What Is A “CAP” Rate?

What separates residential property value from commercial is the economic performance. Residential has none, and commercial has nothing but. As investments, residential property is pretty lousy – no offense to readers who are homeowners – I am one too. But, look at your home purchase and its ROI (return on investment) after 10 years. I will bet its capital appreciation is somewhat if not largely offset by the expense of keeping the place up, which has no income to offset. We should just be glad it’s not a car that loses value faster than a summer day loses heat.

Enter the “CAP” rate, which is short for capitalization rate. This metric, expressed as a percentage, gives a buyer important information about the economic value of a property, namely how fast will the purchase price be recovered by the NOI (net operating income)? The NOI is gross rents less insurance, taxes, and maintenance, which may include property management fees and capital fund contributions (for major capital replacements like a new roof, heating system, or parking lot). Financing and depreciation are not part of the calculus.

For example, a $1,000,000 income property that has an NOI of $100,000, has a CAP rate of 10%.

A $900,000 property with the same NOI has a cap rate of 11.1% ($100,000/$900,000). When you know the price and NOI you can always determine the CAP rate. And, knowing the income and CAP rate, you can derive the price; know the price and CAP rate and you will know the income.  So, this tool is vital in quickly determining whether an investment is worth investigating.

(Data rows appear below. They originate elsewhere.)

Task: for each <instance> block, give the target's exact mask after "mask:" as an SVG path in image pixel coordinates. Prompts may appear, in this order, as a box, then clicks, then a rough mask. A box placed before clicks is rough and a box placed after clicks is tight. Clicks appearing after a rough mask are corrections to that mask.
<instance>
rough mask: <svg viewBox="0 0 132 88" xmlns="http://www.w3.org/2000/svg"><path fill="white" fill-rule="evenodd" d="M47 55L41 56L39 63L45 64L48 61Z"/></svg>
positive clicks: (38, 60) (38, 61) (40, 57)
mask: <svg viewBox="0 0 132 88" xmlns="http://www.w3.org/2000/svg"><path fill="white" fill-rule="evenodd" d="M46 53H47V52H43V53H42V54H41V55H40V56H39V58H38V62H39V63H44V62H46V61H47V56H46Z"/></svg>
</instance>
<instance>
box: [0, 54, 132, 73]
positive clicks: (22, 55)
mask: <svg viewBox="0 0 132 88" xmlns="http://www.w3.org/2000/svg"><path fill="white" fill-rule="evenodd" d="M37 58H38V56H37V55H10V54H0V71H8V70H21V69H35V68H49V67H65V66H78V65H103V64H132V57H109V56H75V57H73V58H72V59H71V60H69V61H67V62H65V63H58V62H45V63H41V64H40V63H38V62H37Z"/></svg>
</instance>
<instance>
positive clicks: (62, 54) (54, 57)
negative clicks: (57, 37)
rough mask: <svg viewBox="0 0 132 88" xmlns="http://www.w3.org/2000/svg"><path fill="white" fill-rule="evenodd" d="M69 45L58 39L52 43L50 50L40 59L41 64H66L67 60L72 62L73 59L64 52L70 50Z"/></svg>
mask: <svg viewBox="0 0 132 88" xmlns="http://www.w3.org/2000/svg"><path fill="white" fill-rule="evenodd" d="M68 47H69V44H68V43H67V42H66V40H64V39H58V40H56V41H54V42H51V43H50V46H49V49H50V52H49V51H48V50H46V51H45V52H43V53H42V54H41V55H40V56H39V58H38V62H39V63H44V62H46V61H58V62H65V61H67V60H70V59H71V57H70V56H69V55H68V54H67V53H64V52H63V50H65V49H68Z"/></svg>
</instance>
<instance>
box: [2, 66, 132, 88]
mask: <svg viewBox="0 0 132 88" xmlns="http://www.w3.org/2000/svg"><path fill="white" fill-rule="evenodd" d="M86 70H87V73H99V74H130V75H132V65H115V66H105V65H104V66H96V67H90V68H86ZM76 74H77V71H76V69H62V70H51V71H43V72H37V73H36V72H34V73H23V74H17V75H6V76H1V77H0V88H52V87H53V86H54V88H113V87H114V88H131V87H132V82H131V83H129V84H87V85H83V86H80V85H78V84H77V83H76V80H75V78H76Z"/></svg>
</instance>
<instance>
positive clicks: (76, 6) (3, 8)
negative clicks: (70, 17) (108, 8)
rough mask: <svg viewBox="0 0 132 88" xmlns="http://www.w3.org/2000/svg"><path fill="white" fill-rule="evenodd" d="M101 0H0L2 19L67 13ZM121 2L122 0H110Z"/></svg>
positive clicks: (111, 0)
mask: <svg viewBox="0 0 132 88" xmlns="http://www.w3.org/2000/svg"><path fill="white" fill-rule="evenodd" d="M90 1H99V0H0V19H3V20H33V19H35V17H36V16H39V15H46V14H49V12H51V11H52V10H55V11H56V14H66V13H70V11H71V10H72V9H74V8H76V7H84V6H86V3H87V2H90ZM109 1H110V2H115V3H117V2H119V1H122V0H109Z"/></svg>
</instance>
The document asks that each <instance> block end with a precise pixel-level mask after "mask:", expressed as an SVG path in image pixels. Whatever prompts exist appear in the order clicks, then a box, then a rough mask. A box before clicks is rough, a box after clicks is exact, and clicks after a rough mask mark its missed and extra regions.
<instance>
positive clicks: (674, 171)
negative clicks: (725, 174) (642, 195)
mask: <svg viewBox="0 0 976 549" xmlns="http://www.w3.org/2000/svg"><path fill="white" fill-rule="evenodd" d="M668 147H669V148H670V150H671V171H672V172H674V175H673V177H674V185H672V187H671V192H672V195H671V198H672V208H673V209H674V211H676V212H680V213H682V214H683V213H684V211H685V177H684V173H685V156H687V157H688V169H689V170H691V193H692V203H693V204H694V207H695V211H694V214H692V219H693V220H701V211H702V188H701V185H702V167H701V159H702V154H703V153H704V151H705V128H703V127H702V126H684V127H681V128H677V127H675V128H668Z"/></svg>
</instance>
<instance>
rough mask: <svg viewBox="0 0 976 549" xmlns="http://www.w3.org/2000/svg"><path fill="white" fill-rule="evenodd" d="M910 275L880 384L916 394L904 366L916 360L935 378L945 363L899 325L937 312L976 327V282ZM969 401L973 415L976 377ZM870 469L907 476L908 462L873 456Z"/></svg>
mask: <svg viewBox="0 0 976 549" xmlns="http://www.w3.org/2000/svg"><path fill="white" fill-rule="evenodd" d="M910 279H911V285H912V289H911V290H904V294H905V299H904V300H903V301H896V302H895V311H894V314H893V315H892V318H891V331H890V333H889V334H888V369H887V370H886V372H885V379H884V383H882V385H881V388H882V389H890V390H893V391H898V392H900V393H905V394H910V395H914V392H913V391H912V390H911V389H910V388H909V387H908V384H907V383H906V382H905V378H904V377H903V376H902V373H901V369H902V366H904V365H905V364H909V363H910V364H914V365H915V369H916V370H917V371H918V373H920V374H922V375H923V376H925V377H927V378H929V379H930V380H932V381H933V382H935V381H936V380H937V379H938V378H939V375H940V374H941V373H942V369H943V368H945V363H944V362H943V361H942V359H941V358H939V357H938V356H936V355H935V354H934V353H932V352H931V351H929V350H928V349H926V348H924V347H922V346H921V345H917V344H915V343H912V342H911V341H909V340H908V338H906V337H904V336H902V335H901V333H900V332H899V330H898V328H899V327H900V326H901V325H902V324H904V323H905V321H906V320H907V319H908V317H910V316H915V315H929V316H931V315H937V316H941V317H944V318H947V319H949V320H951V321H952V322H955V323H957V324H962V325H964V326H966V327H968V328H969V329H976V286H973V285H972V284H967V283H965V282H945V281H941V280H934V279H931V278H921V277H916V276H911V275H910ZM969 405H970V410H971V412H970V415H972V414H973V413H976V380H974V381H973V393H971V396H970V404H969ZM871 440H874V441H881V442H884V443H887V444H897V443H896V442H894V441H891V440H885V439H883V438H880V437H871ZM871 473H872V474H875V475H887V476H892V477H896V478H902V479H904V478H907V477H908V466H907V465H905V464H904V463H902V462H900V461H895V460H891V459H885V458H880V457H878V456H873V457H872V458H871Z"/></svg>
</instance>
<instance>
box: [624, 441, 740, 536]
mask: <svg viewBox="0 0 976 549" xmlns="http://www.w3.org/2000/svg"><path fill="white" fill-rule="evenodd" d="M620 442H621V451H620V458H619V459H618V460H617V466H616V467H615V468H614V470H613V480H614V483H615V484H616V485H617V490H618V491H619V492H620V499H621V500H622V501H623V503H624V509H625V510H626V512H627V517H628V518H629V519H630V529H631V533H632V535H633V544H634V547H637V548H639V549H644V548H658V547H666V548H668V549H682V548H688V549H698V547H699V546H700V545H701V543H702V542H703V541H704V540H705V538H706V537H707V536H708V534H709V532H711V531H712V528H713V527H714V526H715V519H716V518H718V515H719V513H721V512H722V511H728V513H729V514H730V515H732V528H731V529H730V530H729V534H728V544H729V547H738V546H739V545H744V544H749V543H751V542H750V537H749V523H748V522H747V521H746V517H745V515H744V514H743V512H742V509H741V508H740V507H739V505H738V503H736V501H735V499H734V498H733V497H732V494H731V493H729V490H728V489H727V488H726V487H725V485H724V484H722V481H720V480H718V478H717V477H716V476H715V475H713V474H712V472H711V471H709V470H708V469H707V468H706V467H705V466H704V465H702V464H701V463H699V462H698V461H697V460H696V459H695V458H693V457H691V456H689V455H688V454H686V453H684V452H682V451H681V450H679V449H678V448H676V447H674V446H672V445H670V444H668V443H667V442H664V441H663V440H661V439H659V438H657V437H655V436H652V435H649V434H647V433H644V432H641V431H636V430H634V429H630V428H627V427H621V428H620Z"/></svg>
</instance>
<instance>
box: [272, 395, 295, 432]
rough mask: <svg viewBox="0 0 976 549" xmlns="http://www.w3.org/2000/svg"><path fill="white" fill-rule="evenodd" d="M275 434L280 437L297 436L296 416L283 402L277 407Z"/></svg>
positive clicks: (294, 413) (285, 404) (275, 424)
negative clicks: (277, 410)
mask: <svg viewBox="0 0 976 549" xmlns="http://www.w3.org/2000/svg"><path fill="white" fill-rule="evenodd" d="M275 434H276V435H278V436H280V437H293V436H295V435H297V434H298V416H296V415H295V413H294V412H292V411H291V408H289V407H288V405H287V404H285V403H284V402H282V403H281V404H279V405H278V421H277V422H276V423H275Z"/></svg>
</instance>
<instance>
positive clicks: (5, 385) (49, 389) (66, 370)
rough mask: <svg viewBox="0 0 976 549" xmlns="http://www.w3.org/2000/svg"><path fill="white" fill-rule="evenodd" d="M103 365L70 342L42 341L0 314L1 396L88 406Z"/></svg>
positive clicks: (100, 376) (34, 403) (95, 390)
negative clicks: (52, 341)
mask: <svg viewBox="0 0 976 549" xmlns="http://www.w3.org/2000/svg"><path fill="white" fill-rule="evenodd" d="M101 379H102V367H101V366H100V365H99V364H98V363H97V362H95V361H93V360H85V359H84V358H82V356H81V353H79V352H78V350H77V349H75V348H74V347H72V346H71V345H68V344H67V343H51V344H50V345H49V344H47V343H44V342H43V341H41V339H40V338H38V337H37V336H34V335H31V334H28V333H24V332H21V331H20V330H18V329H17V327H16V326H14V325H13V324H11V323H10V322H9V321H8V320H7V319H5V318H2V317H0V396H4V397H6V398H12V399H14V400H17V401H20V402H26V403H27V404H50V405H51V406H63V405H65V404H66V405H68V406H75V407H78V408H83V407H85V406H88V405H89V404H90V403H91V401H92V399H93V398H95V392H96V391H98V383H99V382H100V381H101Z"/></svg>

Not all CAP rates are equal. An “anchor” store, let’s say a Walmart in a prime location, may have a CAP rate of 3%. This is an indication that the building is stabilized by a long lease with an international corporate behemoth. That level of stability and location drive up the price, pushing down the CAP rate. Buyers will pay a hefty premium for commercially vibrant locations and long leases with anchor tenants.  Conversely, CAP rates of 15% or higher may be common in depressed areas or poor locations where the stability of tenancy is weak.

In the Maine market, the range of CAP rates fluctuates too, from 7% to 14%. Once an area, town, or neighborhood is selected to look for commercial opportunities, finding out what the prevailing CAP rates are in the area is essential in gauging the viability of a particular investment. 

I have seen investment properties grossly overpriced because they are in desirable residential neighborhoods, close to the beach with water views, etc. Residential agents who don’t understand this important metric to determine value will miss the mark. Investor/buyers will simply not consider a 3 CAP where the property begins to be viable only at a 10 CAP, regardless of the proximity to a residential perk.

So, using the CAP rate is an excellent starting point to find a good commercial opportunity. Of course, the devil is in the details. CAP rates can be fudged to mislead buyers into thinking the property is earning more net dollars than it really is. Due diligence on this is the first step to understanding whether or not a property is worth pursuing.